Archive: SDK Sydney Decimus Kitson Archive
Reference Number: SDK/1/2/1/4
Page: 25 recto, insert 1

  • Description

    Transcription of Kitson's speech at the annual RIBA dinner

    Transcription of Kitson's speech at the annual RIBA dinner


  • Transcription

    MR SYDNEY KITSON (Hon. Secretary RIBA), in proposing a toast of "Our Guests," said : I once read, somewhere - it may have been in the columns of an evening newspaper - the words of a philosopher who said that Hospitality and Architecture were the two finest products of civilisation. If, as I believe to be the case, the author of these words is present as one of our guests tonight, I wish to thank him publicly for the statement of which I believe to be a profound truth. If he will allow me I will use his saying as a text for the few words I have to say in proposing the toast of "Our Guests."
    You will observe then, if we analyse this text in the orthodox way, firstly that the philosopher places Hospitality before Architecture in his order of precedence.

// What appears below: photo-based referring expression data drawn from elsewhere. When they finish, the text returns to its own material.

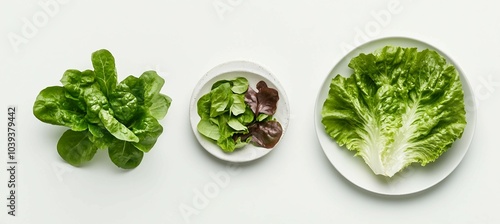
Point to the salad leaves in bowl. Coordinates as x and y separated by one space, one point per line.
398 106
239 112
104 114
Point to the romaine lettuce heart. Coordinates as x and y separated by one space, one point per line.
399 106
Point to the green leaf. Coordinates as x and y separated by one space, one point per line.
152 84
240 85
74 81
51 106
116 128
95 101
135 86
124 105
247 117
124 155
159 106
147 129
105 70
399 107
240 144
227 144
208 129
263 117
75 147
221 97
220 82
238 106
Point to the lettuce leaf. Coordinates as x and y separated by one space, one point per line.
399 106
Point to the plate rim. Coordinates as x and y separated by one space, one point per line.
471 118
229 67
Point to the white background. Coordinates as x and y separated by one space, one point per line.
299 42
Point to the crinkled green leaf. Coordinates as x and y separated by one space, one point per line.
147 129
220 99
238 106
399 107
152 84
125 155
204 105
116 128
105 70
236 125
51 106
208 129
159 106
125 106
240 85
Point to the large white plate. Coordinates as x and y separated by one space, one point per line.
415 178
254 73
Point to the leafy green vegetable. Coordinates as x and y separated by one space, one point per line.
122 117
75 147
105 70
124 155
228 119
400 106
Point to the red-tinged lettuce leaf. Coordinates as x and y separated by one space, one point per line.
264 134
265 101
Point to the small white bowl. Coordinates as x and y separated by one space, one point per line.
231 70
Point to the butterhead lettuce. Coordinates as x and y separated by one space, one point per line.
399 106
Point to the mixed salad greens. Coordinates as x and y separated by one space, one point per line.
102 113
399 106
233 115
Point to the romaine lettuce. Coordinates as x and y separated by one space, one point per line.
398 107
101 113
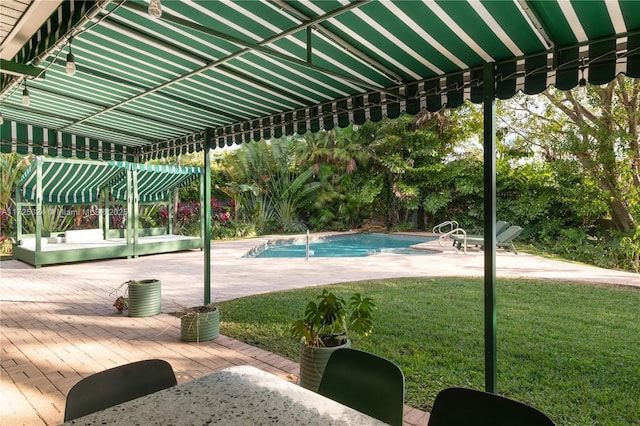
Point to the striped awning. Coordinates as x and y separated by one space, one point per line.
76 182
66 181
154 182
248 70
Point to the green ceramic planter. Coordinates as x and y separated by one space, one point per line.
144 298
199 326
313 362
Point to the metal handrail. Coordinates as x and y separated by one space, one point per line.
454 231
452 223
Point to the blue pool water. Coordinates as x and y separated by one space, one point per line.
353 245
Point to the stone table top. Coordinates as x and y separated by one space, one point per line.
241 395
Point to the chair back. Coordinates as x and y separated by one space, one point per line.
508 234
463 407
365 382
501 225
117 385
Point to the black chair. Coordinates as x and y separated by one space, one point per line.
463 407
365 382
117 385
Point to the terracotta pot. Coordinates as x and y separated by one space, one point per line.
199 326
144 298
313 362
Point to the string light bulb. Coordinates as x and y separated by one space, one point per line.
582 86
582 83
25 95
155 8
71 60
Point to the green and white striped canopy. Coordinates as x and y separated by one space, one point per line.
246 70
154 182
75 182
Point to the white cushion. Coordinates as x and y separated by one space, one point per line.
77 236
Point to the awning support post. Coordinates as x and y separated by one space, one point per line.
489 227
206 215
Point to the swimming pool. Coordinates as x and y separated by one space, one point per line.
352 245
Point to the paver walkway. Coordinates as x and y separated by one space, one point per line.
58 323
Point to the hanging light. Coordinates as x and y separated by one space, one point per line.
582 86
25 95
155 8
71 60
582 83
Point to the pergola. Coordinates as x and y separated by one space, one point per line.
214 73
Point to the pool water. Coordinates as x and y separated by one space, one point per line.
352 245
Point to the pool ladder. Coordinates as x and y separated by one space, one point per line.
454 228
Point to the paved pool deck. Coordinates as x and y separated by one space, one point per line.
58 324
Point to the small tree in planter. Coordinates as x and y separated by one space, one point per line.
199 323
326 327
142 298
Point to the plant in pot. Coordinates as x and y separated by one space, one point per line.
199 323
327 325
142 298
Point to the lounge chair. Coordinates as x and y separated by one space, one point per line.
503 240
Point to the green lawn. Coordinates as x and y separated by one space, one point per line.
571 350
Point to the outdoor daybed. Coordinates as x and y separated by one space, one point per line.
114 186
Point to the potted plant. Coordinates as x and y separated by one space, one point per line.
142 298
199 323
326 326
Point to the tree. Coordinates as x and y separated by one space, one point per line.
599 130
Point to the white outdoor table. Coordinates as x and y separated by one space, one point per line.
235 396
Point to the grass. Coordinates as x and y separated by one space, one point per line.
568 349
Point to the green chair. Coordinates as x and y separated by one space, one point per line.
464 407
503 239
365 382
117 385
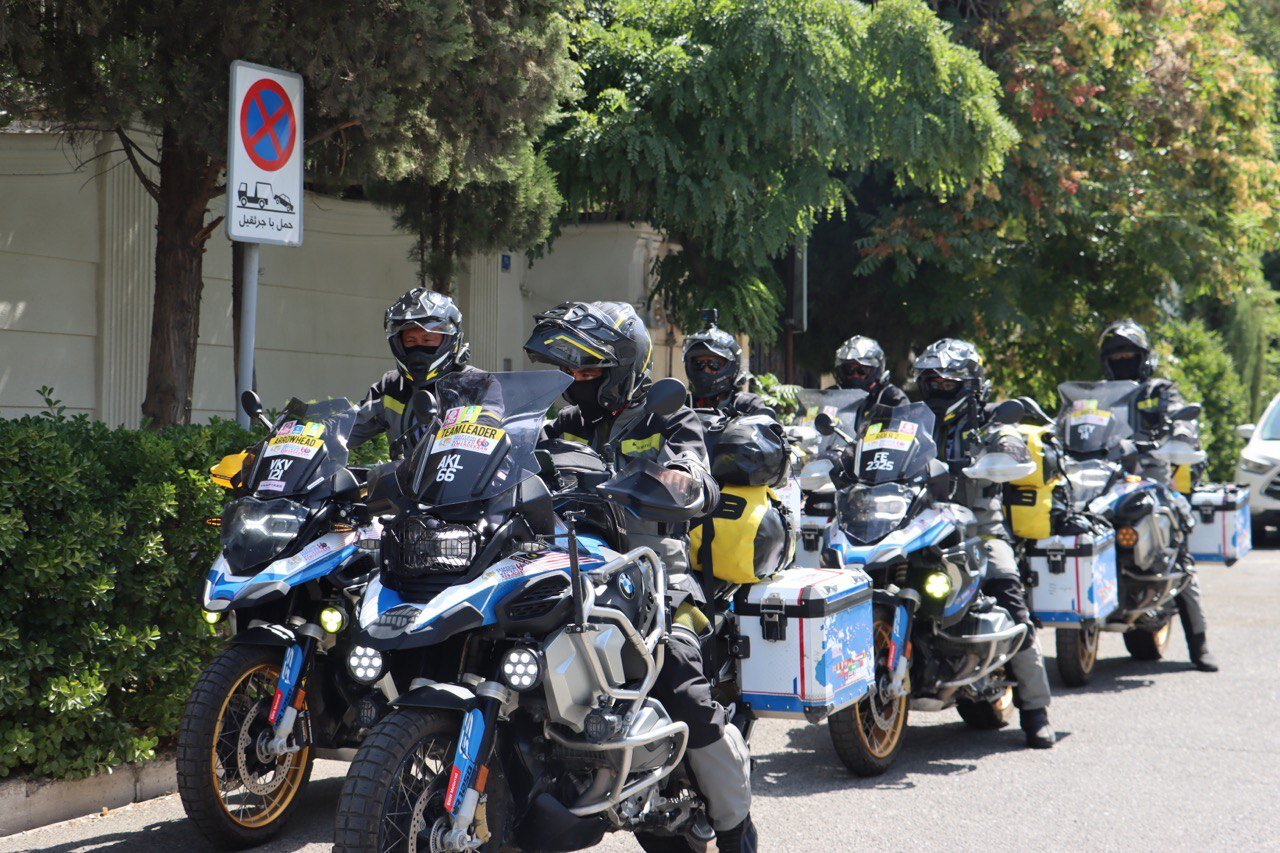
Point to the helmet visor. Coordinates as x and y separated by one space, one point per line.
568 349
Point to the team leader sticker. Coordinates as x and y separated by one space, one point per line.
475 438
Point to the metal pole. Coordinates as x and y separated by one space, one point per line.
248 320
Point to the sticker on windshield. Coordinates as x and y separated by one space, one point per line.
462 415
475 438
297 446
888 439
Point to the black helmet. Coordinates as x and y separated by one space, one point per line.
716 342
430 311
860 364
1125 351
609 336
947 373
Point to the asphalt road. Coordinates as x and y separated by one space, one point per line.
1151 756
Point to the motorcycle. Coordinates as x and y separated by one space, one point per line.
292 565
819 452
529 647
938 642
1151 520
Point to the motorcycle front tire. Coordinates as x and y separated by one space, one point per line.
201 739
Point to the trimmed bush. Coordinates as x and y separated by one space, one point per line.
103 548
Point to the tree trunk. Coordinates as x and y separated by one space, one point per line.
187 182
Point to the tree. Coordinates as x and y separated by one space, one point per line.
732 124
1146 177
401 87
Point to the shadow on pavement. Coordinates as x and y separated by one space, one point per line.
311 824
812 765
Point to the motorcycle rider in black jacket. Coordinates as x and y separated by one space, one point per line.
607 350
860 364
424 332
951 378
1127 354
713 363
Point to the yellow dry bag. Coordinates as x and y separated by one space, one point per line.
1029 500
748 536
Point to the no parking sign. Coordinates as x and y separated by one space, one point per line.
264 155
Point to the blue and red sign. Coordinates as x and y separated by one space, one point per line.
266 124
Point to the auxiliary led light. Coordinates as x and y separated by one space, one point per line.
365 664
937 585
333 620
521 669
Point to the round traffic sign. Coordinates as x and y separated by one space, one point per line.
268 129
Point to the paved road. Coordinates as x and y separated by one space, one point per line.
1150 756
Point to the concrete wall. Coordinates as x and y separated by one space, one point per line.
76 290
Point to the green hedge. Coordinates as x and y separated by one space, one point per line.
103 551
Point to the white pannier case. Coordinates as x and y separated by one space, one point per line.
807 642
1224 530
1073 578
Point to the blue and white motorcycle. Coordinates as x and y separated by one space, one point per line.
1152 521
528 648
287 579
940 642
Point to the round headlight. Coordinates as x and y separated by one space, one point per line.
937 585
521 669
333 620
365 664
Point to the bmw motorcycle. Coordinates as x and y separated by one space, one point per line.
819 452
938 641
529 647
289 573
1151 521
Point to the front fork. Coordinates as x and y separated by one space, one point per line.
470 770
899 661
289 696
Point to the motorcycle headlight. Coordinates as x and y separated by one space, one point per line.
1256 465
521 669
365 664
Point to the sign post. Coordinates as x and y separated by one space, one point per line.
264 183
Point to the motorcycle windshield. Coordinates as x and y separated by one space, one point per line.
485 436
895 445
1096 415
842 405
871 512
307 445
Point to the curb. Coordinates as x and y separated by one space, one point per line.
30 803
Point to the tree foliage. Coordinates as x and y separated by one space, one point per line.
446 92
731 126
1146 177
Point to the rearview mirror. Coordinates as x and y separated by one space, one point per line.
666 397
1009 413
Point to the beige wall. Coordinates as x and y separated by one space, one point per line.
76 290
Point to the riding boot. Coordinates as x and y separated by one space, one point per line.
740 839
1036 726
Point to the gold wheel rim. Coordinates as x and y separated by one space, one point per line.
255 810
1088 648
878 740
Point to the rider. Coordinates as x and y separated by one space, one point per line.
606 349
713 363
424 331
951 379
860 365
1125 352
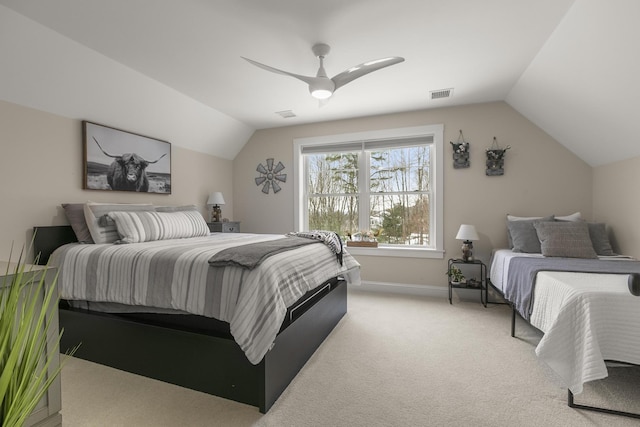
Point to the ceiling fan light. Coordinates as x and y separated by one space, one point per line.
321 93
321 88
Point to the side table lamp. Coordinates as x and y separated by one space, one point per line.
216 200
467 233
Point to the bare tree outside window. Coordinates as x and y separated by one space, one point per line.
395 191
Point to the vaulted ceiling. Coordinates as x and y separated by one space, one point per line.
569 66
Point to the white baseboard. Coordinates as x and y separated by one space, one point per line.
420 290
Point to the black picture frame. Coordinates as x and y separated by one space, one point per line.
109 152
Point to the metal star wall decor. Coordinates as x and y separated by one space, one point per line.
269 175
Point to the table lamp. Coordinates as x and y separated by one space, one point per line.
216 200
468 234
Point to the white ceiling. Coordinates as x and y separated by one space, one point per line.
569 66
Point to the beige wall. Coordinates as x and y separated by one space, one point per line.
616 203
541 178
41 167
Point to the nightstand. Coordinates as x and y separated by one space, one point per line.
224 227
478 285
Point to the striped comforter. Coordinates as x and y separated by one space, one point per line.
175 274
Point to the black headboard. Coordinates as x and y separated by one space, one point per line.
48 239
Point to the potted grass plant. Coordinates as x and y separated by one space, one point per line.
25 355
456 276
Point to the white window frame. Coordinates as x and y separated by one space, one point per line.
437 230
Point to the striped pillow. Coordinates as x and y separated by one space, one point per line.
106 232
136 227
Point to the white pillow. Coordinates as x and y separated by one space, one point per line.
136 227
107 232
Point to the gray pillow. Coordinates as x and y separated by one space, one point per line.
107 233
75 215
522 235
600 239
565 239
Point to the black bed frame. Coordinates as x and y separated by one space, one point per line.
207 361
570 396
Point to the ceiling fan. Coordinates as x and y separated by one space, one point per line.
321 86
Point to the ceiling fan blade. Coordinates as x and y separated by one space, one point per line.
306 79
365 68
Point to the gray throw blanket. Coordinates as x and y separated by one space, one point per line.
522 275
251 255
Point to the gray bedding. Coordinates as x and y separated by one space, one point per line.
522 275
251 255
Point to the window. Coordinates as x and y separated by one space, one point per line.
389 182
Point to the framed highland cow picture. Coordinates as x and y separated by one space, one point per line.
116 160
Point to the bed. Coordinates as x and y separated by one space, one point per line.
579 296
162 330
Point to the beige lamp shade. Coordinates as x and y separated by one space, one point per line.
467 232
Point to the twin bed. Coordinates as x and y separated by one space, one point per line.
181 310
571 286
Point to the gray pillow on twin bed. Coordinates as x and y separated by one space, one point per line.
565 239
523 236
600 239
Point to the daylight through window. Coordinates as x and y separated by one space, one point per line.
383 185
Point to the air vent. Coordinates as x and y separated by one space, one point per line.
441 93
286 114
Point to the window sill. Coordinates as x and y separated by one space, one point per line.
399 252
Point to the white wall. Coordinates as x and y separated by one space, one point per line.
44 70
541 178
616 203
41 167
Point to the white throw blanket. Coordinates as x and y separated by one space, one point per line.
586 319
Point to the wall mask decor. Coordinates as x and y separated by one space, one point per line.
460 153
270 176
495 159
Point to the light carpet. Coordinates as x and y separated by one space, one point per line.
394 360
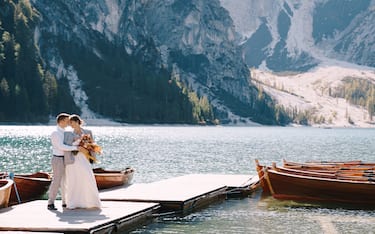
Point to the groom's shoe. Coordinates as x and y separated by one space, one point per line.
51 207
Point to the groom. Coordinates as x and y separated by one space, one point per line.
58 166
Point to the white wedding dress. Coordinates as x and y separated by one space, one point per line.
80 184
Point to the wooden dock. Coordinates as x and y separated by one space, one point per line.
124 208
183 194
34 217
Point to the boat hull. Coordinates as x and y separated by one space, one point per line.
30 187
304 188
5 190
108 179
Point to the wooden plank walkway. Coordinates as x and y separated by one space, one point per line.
181 194
123 208
114 216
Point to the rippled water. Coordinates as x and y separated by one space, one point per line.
160 152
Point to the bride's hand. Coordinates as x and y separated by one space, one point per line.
83 150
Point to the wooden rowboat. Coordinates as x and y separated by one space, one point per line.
112 178
29 187
287 186
326 165
303 185
5 190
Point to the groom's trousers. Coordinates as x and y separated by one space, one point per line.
58 170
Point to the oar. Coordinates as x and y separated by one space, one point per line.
11 176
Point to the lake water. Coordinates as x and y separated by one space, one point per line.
161 152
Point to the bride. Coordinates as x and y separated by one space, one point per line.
80 184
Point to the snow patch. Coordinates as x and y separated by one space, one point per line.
310 91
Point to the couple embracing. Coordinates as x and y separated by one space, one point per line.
71 168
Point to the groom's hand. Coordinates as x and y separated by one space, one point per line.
83 150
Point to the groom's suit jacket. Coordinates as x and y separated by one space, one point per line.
68 140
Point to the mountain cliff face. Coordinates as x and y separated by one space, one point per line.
193 40
295 35
131 59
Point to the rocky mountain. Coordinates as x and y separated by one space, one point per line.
315 58
193 40
296 35
185 61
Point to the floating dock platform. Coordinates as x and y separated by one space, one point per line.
183 194
125 208
113 216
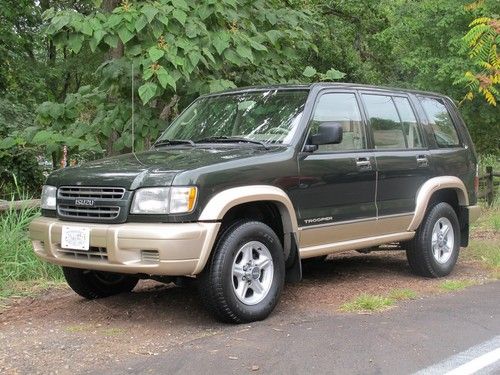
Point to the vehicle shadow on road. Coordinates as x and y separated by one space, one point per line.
325 286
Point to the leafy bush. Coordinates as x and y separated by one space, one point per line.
18 163
18 262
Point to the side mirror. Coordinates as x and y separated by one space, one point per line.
328 133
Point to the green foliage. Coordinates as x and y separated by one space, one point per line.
482 41
176 49
368 302
18 262
18 163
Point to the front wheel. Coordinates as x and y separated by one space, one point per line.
244 279
98 284
434 250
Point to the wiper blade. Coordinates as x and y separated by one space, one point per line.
172 142
224 139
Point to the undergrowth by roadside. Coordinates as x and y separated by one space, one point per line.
484 245
21 272
372 303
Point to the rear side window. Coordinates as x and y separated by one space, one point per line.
387 128
441 122
409 121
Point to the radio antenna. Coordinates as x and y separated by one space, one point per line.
133 110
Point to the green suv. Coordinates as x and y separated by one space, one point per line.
244 184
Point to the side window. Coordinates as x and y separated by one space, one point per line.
342 108
409 121
441 122
387 128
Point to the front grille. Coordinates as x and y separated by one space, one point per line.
99 212
108 193
94 253
93 204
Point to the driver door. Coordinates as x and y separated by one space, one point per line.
337 181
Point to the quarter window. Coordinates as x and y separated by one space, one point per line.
386 125
342 108
441 122
409 121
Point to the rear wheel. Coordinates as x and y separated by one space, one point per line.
434 250
244 279
98 284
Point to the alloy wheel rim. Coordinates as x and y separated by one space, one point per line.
252 273
443 240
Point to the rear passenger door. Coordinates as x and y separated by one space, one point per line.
401 156
337 181
449 153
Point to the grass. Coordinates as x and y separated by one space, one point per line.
372 303
20 269
367 302
456 285
402 294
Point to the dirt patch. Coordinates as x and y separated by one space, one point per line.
61 332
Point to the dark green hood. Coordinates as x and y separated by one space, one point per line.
149 168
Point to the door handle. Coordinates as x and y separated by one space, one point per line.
364 163
422 161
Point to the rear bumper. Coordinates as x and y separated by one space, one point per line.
135 248
474 213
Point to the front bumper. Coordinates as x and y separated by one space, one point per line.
135 248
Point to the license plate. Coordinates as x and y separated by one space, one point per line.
75 238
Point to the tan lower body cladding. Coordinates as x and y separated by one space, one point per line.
325 239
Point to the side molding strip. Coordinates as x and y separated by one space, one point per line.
325 249
428 188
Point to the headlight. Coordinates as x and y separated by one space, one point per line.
164 200
48 197
182 199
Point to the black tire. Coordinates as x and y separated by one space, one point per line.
216 281
419 251
97 284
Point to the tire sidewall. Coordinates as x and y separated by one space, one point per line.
437 212
228 248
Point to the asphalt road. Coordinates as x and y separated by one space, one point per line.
413 337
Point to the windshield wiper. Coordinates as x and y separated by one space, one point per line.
172 142
224 139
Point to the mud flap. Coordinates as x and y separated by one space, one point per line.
293 266
463 220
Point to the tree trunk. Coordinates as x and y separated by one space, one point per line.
114 54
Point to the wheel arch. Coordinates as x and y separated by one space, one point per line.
227 201
433 188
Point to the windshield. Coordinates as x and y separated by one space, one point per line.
264 116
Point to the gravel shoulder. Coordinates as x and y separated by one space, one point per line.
60 332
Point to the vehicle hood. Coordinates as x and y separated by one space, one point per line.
149 168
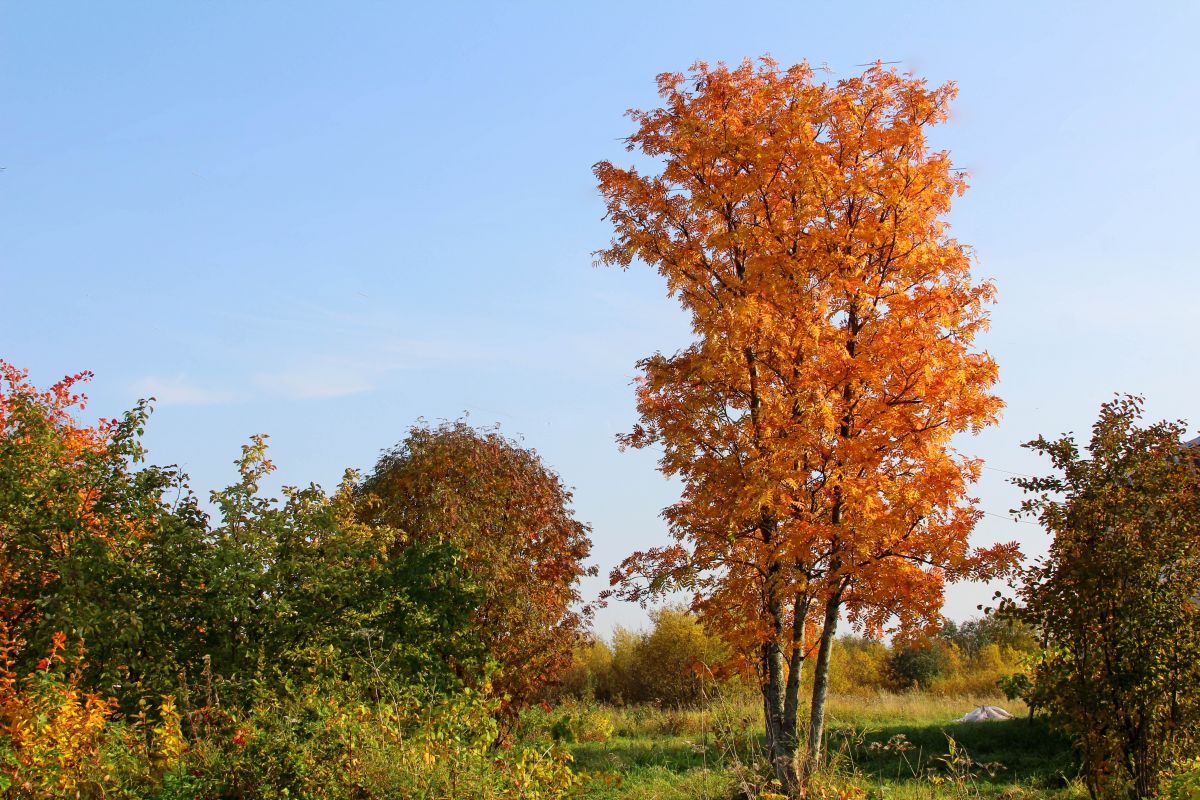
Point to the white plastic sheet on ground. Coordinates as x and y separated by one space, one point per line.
985 714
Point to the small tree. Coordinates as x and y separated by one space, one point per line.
1116 597
511 517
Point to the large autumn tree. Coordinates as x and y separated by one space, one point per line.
511 516
801 224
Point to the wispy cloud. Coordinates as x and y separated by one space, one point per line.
317 380
180 390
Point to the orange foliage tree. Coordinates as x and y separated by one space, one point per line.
801 226
511 516
46 510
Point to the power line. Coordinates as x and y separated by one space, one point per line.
1002 516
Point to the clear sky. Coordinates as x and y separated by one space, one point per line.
324 221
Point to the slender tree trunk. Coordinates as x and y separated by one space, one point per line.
781 743
821 686
795 671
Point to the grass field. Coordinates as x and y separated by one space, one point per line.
880 746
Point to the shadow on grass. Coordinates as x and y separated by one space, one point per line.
622 753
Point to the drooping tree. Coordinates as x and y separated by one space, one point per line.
511 516
1116 601
801 227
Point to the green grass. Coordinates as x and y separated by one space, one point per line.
880 746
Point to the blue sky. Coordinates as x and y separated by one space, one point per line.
324 221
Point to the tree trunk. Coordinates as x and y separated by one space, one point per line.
821 686
781 744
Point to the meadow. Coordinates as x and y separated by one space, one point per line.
886 745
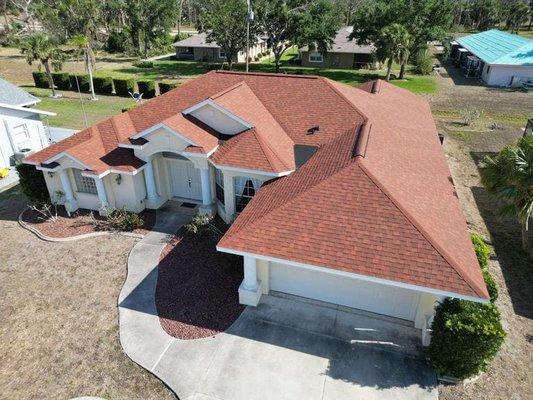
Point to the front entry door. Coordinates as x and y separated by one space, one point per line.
185 180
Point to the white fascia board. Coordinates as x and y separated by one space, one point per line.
367 278
251 171
165 127
28 110
211 103
64 154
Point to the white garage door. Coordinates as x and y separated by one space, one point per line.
343 290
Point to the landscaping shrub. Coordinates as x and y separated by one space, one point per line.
123 220
123 86
482 250
40 79
61 80
147 88
143 64
82 80
103 84
465 337
32 184
166 86
423 63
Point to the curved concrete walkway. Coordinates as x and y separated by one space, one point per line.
287 347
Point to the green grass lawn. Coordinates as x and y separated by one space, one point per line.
69 109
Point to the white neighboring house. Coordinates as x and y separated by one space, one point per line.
21 129
498 58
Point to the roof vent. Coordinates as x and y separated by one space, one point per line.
313 130
376 86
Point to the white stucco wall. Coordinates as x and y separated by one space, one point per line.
13 121
502 75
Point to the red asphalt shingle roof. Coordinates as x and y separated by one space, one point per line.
385 207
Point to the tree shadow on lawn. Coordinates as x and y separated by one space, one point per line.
197 287
505 235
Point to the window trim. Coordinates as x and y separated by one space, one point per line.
84 184
314 53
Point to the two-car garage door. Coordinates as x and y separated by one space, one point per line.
344 290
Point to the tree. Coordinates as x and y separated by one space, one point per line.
224 22
393 45
289 22
509 177
83 45
425 20
40 47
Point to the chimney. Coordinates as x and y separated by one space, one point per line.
302 153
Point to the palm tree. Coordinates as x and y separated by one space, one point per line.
40 47
509 177
393 45
83 44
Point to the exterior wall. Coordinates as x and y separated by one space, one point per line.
227 212
10 142
502 75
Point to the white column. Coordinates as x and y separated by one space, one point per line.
149 178
100 189
250 274
206 187
65 182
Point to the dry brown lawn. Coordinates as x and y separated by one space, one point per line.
58 306
509 375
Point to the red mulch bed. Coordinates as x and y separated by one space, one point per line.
197 287
78 223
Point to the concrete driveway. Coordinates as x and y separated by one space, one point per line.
286 348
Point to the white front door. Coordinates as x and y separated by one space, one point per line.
184 179
344 290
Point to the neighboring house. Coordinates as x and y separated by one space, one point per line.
196 47
21 129
337 193
344 53
498 58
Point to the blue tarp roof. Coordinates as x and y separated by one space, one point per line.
497 47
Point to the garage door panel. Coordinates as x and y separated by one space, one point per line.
343 290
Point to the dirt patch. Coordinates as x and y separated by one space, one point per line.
197 287
79 223
59 332
509 375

If you compare in you mind's eye the size of this great hall where, by the courtesy of the Lord Mayor and the good offices of out President, we are privileged to offer hospitality to our guests tonight, with that small room at the Royal Academy where the representative output of some ten thousand British Architects is annually shown - then I think you will agree that the philosopher had reasons for the order in which he placed the two words.
    Secondly, although he puts hospitality before Architecture, yet you will notice - and this is the crux of the whole matter - that the philosopher couples them together by use of the simple word "and" In the same way we architects are trying to couple together tonight "the two finest products of civilisation" by offering hospitality in so large a room to those whom we delight to honour.
    Thirdly - although I admit that this point is more obscure - the philosopher seems to hint that a peculiar civilising glow may result from the mingling of Hospitality and Architecture. We hope that you have felt this inward glow tonight, and that this glow - if glow there may be - may be permanent and that it may favourably influence your outlook on contemporary Architecture.
    If I may draw a moral from the text - and morals are said to be admirable digestives - it is this: Never judge of contemporary architecture on an empty stomache. Some architect friend of yours may tell you, modestly enough, that he thinks - although of course he hopes to do better next time - that his latest building may, perhaps, contain some message for Humanity. If you examine your friend's building in the cold light of the morning and fail to capture that message - then go and have a hearty lunch and return to your friend's building in the afternoon, when it may be that its walls will reverberate with messages for Humanity.
    I wish I could mention all our guests by name tonight. To do so is impossible, since our President has -very properly- restricted me to five minutes. I must content myself by saying that they represent what is best in English life and thought and action. One exception I must make and mention the name of our guests - M. Pontremoli, the President of the French Society of Architects- who so well represents the life and thought and architectural culture of our neighbours and allies. Many of the lady guests are the wives and relatives of architects, and therefore know to the full the disappointments and triumphs of the most precarious and the most fascinating of all human callings. To them I offer my sympathy and my congratulations.
    When I have finished speaking one of His Majesty's Judges will sum up. It depends partly on his summing up and partly on the warmth or otherwise of your own inward glow whether you, our guests - the jury - will or will not return a favourable verdict upon our efforts tonight to justify the words of the philosopher, when he said that Hospitality and Architecture are the two finest products of civilisation.